1 possessive person-marker prefix

  • i- ‘first singular possessor’, e.g. iuaku ‘my drink’, iúti ‘my share (of food etc.)’ (Taylor 1956:39)

1 collective (plural) suffix

  • -gu ‘collective, plural’, e.g. níbirigu ‘my younger siblings’, numégegu ‘my (personal) belongings’, nibą́iagu ‘my grandchildren’, tibegu ‘her people’ (Taylor 1959:190–191)

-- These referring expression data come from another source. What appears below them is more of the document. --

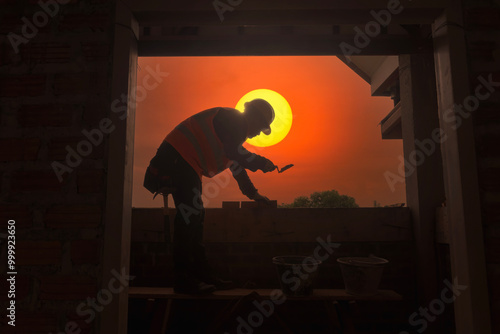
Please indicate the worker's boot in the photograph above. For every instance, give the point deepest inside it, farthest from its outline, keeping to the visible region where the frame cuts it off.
(190, 285)
(205, 273)
(200, 266)
(218, 283)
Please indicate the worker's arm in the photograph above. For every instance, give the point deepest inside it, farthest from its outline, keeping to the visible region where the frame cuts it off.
(231, 128)
(245, 184)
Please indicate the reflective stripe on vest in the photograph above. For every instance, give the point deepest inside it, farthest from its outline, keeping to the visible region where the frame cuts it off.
(196, 141)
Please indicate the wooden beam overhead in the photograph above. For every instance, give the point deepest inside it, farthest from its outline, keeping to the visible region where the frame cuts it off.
(283, 17)
(272, 46)
(391, 124)
(204, 5)
(385, 77)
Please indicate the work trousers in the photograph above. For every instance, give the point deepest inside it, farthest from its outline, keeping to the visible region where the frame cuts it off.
(188, 249)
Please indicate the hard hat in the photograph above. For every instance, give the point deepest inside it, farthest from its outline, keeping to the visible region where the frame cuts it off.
(265, 110)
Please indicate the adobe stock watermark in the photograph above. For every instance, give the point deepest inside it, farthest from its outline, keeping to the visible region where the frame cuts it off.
(266, 308)
(94, 137)
(452, 116)
(221, 7)
(420, 320)
(372, 29)
(29, 30)
(91, 306)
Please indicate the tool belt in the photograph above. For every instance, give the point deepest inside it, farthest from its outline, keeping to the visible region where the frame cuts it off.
(153, 181)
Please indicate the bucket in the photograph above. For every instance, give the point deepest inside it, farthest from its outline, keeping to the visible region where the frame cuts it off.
(296, 274)
(362, 275)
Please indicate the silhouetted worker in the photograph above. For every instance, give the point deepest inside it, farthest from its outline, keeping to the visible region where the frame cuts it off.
(205, 144)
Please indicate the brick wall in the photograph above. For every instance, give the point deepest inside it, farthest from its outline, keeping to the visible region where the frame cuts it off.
(55, 86)
(248, 260)
(482, 26)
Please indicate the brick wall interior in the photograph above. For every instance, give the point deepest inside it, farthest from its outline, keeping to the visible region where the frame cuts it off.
(482, 26)
(248, 262)
(57, 85)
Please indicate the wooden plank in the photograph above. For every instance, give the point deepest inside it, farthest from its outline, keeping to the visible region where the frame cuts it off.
(284, 17)
(279, 45)
(391, 124)
(472, 311)
(304, 224)
(424, 177)
(358, 5)
(442, 226)
(385, 77)
(120, 143)
(318, 294)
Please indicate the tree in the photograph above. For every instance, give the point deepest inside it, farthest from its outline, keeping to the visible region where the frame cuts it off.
(323, 199)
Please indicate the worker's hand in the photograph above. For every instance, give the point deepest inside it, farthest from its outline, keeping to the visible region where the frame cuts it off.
(269, 166)
(259, 198)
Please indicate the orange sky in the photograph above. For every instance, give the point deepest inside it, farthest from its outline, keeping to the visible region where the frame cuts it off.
(335, 140)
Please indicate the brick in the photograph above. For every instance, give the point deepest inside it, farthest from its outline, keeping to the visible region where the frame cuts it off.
(38, 253)
(94, 112)
(84, 326)
(46, 53)
(22, 287)
(35, 181)
(73, 216)
(14, 149)
(84, 22)
(85, 251)
(30, 323)
(57, 148)
(67, 287)
(23, 85)
(10, 23)
(18, 212)
(48, 115)
(90, 181)
(230, 205)
(80, 83)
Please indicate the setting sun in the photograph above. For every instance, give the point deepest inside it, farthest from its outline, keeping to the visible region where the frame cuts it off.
(282, 121)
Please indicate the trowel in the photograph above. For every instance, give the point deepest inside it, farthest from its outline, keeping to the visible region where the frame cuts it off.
(284, 168)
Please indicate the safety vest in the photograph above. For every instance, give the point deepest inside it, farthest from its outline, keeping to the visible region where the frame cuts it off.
(196, 141)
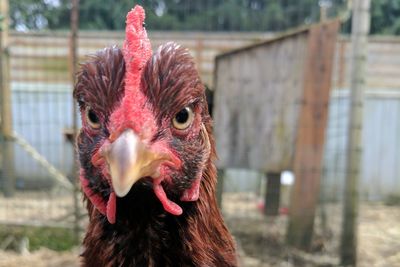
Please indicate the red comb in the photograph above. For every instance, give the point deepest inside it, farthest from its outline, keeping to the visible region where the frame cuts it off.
(137, 48)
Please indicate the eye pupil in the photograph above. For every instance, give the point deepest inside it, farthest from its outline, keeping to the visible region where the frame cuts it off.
(93, 117)
(182, 116)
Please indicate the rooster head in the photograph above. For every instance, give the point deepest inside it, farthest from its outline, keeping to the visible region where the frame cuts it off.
(145, 125)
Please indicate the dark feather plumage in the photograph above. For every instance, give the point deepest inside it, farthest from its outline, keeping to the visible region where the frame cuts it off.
(144, 233)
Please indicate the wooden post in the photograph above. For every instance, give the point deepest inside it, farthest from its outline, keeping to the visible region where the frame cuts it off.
(220, 186)
(73, 56)
(272, 195)
(311, 134)
(7, 146)
(360, 30)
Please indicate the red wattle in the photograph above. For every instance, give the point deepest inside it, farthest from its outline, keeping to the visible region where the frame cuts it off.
(111, 208)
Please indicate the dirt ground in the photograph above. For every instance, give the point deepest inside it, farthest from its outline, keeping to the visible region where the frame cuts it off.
(261, 243)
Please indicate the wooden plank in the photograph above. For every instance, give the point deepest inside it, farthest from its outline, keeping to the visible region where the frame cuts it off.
(311, 134)
(7, 146)
(272, 196)
(257, 98)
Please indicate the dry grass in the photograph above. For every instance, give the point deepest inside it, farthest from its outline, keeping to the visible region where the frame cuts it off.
(261, 241)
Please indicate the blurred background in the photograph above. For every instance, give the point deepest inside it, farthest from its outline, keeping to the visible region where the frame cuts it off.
(306, 100)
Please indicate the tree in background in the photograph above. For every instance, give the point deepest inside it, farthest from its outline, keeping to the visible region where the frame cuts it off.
(205, 15)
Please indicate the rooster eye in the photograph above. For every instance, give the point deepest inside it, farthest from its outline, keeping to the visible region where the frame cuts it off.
(92, 119)
(183, 119)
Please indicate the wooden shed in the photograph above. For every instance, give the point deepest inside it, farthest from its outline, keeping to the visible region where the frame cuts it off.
(271, 102)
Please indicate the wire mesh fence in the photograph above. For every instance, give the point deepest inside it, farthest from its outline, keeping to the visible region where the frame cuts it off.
(42, 114)
(41, 101)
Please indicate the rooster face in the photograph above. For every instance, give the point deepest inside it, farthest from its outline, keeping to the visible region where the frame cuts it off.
(141, 132)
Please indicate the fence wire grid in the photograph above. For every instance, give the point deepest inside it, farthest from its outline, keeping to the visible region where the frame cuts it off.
(42, 119)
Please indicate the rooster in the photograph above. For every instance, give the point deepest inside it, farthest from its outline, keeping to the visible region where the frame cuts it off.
(146, 155)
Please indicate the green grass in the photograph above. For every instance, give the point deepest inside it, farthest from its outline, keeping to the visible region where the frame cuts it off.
(58, 239)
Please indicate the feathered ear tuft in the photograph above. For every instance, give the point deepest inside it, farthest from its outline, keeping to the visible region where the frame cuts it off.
(137, 48)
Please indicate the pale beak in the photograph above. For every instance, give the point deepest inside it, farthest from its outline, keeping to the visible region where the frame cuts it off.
(129, 160)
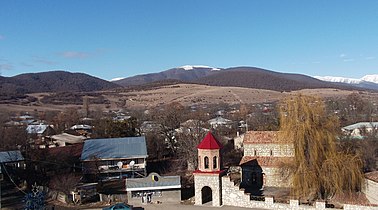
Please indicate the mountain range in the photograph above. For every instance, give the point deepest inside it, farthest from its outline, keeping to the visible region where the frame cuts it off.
(368, 81)
(248, 77)
(53, 81)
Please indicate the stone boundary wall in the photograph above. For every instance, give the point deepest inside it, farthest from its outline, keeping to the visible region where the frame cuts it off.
(371, 191)
(233, 196)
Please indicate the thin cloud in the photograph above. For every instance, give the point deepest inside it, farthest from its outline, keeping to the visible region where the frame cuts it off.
(6, 66)
(26, 64)
(38, 59)
(74, 54)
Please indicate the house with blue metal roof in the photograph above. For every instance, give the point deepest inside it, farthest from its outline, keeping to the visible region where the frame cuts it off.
(154, 188)
(115, 157)
(12, 158)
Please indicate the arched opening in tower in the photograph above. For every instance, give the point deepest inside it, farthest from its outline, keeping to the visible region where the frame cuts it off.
(207, 194)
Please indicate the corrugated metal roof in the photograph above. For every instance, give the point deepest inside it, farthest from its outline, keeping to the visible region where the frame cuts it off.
(36, 129)
(261, 137)
(209, 142)
(11, 156)
(361, 125)
(264, 161)
(114, 148)
(153, 182)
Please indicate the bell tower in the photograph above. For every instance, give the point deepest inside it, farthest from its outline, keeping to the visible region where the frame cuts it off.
(207, 178)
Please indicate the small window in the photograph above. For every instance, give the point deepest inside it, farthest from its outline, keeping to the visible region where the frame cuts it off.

Note that Escure (2004:45–46) discusses a number of further affixes of putative Carib origin, in particular a nominalizing suffix -un(i), and a large number of evidential particles (or suffixes) of which she discusses in particular -ti (hearsay), -na (uncertainty), and -me (deductive). However, no corresponding elements have been identified in Carib (Kalin’a, Galibi), the source language for Cariban material in Garifuna. For the evidential particles, Escure (2004:45–46) cites similar-looking forms from Hixkaryana as source forms (Derbyshire 1999:53), but Hixkaryana is from a different branch of the Cariban family. Additionally, the Garifuna evidential particles are only attested in Escure’s (2004:45–46) material, and not mentioned by other sources. For the nominalizing suffix, Lokono/Arawak (the Arawakan language most closely related to Garifuna) -n (Pet 2011:22–24 and passim), seems a likely cognate, which means the form would be native.